The Gaul who held my elbows loosened one hand to scratch his cheek. I wrenched an arm free and hit my former mistress a savage blow across the face. One blow, before the bald man’s hand shot out to seize my hair and snap my head back so hard the tears sprung to my eyes. “You didn’t tell me she was vicious,” he objected.
“No matter.” Lepida climbed back into her litter, my handprint scarlet across her cheek. I saw her pull out her little gold hand mirror and examine her face coolly. “She’s your responsibility now.” The silk curtains dropped shut, hiding her from view.
“Stand up, girl.” The bald man frowned. “Can you understand me?” Ostia. Brundisium. Port cities, waterfront brothels, unwashed men. Just six hours ago I’d lain in Arius’s arms and dreamed that nothing could ever hurt me again.
I made another despairing lunge toward Mars Street, and was wrestled down to the ground. I drew breath to beg and got a mouthful of dust. Sandaled feet stepped around me in the street: a party of tribunes enjoying a good laugh, matrons drawing their skirts aside, slaves who looked away before they could catch my bad luck.
My new owner surveyed me clinically. “Better put the chains on her,” he rapped out to the big servant at his back.
They locked the manacles around my scarred wrists. I turned my face away and howled into the earth like a dying animal.

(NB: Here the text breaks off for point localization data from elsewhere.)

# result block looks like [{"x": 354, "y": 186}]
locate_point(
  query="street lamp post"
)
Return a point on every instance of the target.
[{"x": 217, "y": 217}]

BUY her?” Gallus paused, lifting hi
s pen from his account slates. “Dear boy, you don’t have to buy her. You’ve been getting what you want without that, haven’t you? Why buy a cow when—”
“My prize money would buy her three times over.”
“Your prize money? Dear boy, who does the managing around here? Who does the organizing, the planning, the marketing?”
“Who does the dying?”
“But you’re not dead, are you?” Gallus tapped soft fingers on a rouged cheek. “Well, you have been quite well behaved lately. I suppose you deserve a reward. Win your next fight, and we’ll see what we can do.”
“Done.”
Arius waited by the garden gate that night, but Thea didn’t come. Well, she wasn’t always able to get away from that ferret of a mistress. The bed seemed very empty without her. He missed the warmth of her body curled inside his, her fingers laced through his, her hair falling over his arm. He smiled, and it no longer felt unnatural.
He sparred the next afternoon with the trainer, then sat back to watch the beginners hack and slash at each other. “Keep your feet planted,” he called out to an Oriental boy with a trident. “Here, let me show you—” and found himself drilling them, as his brothers had drilled him. As he would drill his sons someday, his and Thea’s.
“Barbarian,” one of Gallus’s pretty slave boys piped from the shade. “Your lady’s here.”
Arius sent the practice sword thudding point-down into the sand and swung into the corridor. He pushed open the door to his little cell, grinned to see her standing at the narrow window slit with her hood still drawn up over her face. “Thea, are you—”
He stopped.
“So sorry,” said Lepida Pollia, turning and pushing the hood off her high-piled black hair. “Thea couldn’t come.”